Four European countries on Tuesday launched an anti-AIDS program to develop hospitals in areas of the world decimated by HIV. "The aim is to allow for hospital structures in developing countries to be able to work in the most efficient manner through this cooperation," Italian Health Minister Girolamo Sirchia said during a conference in Rome with his counterparts from France, Luxembourg and Spain. The initiative, known as ESTHER after its acronym in French, proposes creating partnerships between hospitals in Europe and health services in developing countries. It seeks to prevent the spread of AIDS as well as to allow patients to receive much-needed medical treatment.

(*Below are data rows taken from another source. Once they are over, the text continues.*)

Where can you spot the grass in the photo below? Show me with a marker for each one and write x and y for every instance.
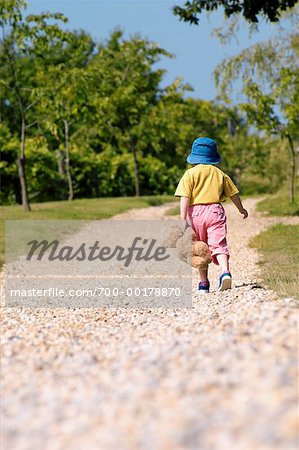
(83, 209)
(280, 258)
(279, 204)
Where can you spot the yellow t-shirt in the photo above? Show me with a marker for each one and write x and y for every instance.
(205, 183)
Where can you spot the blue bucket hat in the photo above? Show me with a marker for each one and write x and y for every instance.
(204, 151)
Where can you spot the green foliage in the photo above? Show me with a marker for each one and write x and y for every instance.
(278, 246)
(123, 128)
(82, 209)
(279, 204)
(249, 9)
(269, 73)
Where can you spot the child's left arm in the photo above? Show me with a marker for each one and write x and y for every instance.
(237, 202)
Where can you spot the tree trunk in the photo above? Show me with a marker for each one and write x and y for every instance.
(136, 171)
(293, 169)
(67, 161)
(21, 162)
(60, 164)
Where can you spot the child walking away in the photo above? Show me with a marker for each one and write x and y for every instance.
(202, 190)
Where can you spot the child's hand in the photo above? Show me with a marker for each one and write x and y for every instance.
(244, 212)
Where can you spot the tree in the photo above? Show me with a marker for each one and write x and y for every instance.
(271, 10)
(126, 87)
(62, 96)
(269, 73)
(20, 39)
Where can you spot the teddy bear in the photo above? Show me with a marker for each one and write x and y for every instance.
(200, 256)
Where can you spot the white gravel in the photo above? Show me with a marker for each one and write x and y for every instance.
(220, 375)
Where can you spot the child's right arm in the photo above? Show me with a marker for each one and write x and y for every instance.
(184, 205)
(237, 202)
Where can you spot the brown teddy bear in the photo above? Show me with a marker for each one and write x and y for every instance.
(200, 256)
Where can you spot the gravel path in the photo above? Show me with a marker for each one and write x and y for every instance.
(220, 375)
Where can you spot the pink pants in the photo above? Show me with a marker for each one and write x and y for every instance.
(209, 223)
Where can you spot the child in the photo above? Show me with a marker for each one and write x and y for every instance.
(202, 189)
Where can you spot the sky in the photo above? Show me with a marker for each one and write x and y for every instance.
(197, 52)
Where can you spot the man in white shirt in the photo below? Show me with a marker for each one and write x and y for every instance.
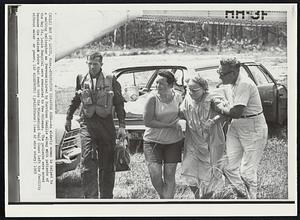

France has already agreed to provide nine million euros ($7.9 million) this year for the project. Luxembourg's minister of cooperation has announced a package of around 11 million euros ($9.6 million) over three years for two projects in Rwanda. The health ministers expressed the wish that other European countries would become involved, saying that there were already encouraging signs that Belgium, Norway, Switzerland and the United States would join the initiative. Portugal has agreed to join, although its newly sworn-in center-right government still needs to give the final go-ahead. French Health Minister Bernard Kouchner pointed out that more hesitant nations, such as Britain and Germany, still had to be convinced to take part.

"We four have made the first step. Now the initiative has to be explained to the others and we hope that we will quickly come to a joint position," said Spanish Health Minister Celia Villalobos, whose country holds the rotating presidency of the European Union. She said she believed that all European Union partners would come together on the issue within the year.